In 2023, education—higher education included—is a political dartboard. Educators are being struck by some darts—mostly thrown by conservatives, but some from progressives as well. How those of us in higher education respond will be crucial for the future of our institutions.
Those throwing darts at education are, each in their own way, combatants in culture wars sparked by the success of diverse liberation movements in the second half of the twentieth century, when women, people of color, LGBTQ communities, various religious minorities, and the disabled, demanded and ultimately won concessions that ended many informal and legal restrictions on their ability to fully participate in American life.
The culture wars now embroiling the nation are about whether to continue on the path of liberation or return to a world where Christian, White men rule, and LGBTQ folk and the disabled are closeted. Often caught up in this battle, higher education needs to assert its own culture, and share its many achievements.

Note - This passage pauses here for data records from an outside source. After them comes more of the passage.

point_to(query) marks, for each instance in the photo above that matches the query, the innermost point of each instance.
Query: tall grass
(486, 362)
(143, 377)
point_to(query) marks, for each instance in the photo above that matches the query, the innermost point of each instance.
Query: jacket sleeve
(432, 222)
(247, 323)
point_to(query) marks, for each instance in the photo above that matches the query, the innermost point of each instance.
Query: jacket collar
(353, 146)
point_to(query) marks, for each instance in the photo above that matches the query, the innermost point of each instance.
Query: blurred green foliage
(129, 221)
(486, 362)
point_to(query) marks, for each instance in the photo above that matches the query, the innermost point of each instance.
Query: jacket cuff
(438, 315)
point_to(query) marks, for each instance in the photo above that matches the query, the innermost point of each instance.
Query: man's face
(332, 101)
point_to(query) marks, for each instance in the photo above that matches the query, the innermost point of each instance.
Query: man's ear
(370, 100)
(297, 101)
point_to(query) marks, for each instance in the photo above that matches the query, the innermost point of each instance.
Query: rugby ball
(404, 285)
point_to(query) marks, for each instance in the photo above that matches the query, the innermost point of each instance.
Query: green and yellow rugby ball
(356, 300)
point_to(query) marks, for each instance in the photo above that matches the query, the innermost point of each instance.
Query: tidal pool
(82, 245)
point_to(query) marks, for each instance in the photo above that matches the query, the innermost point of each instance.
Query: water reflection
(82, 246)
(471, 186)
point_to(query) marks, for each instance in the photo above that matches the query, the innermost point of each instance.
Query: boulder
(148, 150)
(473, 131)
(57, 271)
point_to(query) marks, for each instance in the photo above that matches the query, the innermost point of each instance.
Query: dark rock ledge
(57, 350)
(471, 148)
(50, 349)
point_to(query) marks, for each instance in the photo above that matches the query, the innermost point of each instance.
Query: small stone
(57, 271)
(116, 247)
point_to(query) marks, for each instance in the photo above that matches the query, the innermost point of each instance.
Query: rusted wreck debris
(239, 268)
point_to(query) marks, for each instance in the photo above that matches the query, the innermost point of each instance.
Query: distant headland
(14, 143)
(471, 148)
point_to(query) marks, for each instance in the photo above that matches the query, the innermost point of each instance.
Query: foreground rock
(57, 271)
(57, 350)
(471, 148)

What is higher education’s culture? At its best, it understands every reasonable idea as open to examination, study, and revision. Our only sacred cows are a commitment to reason, critical thinking, and adhering to established practices in our different disciplines. In our capacity as researchers, we pick a topic to study, read the extant scholarly literature on that topic, discover and gather evidence, subject that evidence to scrutiny, prepare our work to be shared, and then share it for others to review. And then we revise our work in light of criticism. Importantly, this work of scholarship informs our work as teachers, particularly in the growth of required undergraduate research projects.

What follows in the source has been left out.